In Lu’s 1990 installation Hall of Calling the Soul, where he filled a CAFA studio with thousands of his paper-cut red dolls, he finalized the symmetrical, frog-like shape of his “little red figures”: their arms stretch upward with their legs wide open, as if they are standing upright connecting heaven and earth. Each figure represents a soul, with his meditative, creation process—the circling movement of his scissor—symbolizing the cycle of life and death. This visually haunting work gained him reputation as a paper-cutting artist and in the following years, he created different iterations of Calling the Soul as well as other works featuring the iconic red figure. In Munich in 1993, for example, he curated a Soul Market, where customers could take away the red dolls and insert coins into a box as they wish, as an attempt to reflect on people’s “perceived price of the soul.”
In the early 2000s, he began exploring other cut patterns using red and black paper, and juxtaposed the pieces into a collage or binding them using traditional Chinese methods. These experiments were crystalized in a 12-meter-tall paper installation shown at his solo exhibition “The New Emerging From the Old” in 2005. Titled The Book of Humanity – The Empty Book, the work weaves together bundles of paper cuts into three red scrolls, suspended from the ceiling of the art museum of the University at Albany.
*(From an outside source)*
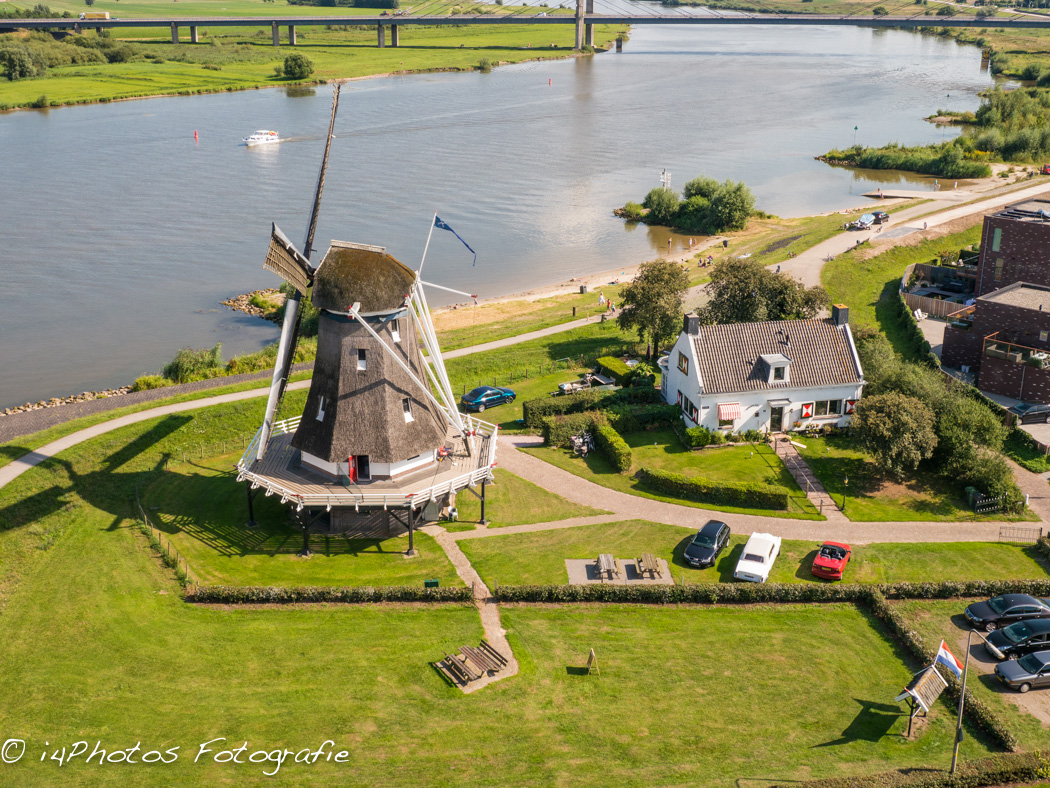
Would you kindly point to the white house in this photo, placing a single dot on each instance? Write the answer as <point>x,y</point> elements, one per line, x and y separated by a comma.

After obtaining his master’s degree from CAFA, Lu stayed at the academy and was responsible for teaching at its folk-art studio. In 1992, during a study trip to a German art school, Lu had the idea to bring the avant-garde concepts of teaching in Western art education back to China. He was appointed by CAFA to establish the department of experimental art in 2004, the decade-long development of which was showcased in an exhibition at CAFA in 2014. Speaking of Lu’s diligence, Xu Bing recounted, “I visited him once and was surprised to see his bed, bookshelves, and his own collected pieces laid around in his university office! He was too hardworking.”
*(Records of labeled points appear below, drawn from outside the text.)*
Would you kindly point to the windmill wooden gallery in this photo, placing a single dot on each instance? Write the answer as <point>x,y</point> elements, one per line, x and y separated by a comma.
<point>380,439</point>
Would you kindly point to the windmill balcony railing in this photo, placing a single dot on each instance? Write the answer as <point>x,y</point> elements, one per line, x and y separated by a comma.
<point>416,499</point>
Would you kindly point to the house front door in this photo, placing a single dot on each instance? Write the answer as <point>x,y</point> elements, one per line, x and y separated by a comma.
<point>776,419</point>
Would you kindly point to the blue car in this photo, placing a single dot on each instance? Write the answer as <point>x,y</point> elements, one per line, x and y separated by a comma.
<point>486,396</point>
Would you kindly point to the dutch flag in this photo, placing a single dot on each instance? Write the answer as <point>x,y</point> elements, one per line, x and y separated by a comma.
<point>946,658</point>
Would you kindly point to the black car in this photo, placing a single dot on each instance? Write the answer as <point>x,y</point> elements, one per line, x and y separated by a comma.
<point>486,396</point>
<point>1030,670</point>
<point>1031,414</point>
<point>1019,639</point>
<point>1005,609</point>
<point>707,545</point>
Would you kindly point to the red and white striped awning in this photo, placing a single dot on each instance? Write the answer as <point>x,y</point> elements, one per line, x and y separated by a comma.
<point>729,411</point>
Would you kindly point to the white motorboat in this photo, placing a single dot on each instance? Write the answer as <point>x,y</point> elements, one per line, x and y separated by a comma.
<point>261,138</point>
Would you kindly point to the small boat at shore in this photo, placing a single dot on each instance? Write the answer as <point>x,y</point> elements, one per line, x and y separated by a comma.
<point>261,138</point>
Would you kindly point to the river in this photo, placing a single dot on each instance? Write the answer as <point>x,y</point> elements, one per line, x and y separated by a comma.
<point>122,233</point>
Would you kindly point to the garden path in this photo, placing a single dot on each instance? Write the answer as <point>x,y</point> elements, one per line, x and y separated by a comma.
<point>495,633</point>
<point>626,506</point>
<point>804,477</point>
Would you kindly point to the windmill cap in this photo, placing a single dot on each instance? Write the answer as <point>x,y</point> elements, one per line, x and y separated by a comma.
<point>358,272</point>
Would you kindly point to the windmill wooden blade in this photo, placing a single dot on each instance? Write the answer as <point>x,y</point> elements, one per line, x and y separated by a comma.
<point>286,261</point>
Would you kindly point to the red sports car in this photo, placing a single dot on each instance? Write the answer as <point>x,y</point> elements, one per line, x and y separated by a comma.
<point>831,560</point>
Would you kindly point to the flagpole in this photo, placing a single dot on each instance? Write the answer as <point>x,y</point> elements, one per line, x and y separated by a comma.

Lu exhibited extensively worldwide, with solo exhibitions held in China, United States, Germany, Australia, Japan, Russia, and Taiwan. His last major survey was “Last Century” at Beijing’s Today Art Museum in 2015–16.
CAFA’s official WeChat platform published a series of tributes written by 26 art professionals. Alongside his best friends Xu and Yin were writings by artist Qiu Zhijie, art curator and critic Feng Boyi, as well as his former students Li Yang, Wu Jian’an, and Ai Wan.
Pamela Wong is ArtAsiaPacific’s associate editor; Sharpe Xie is editorial intern.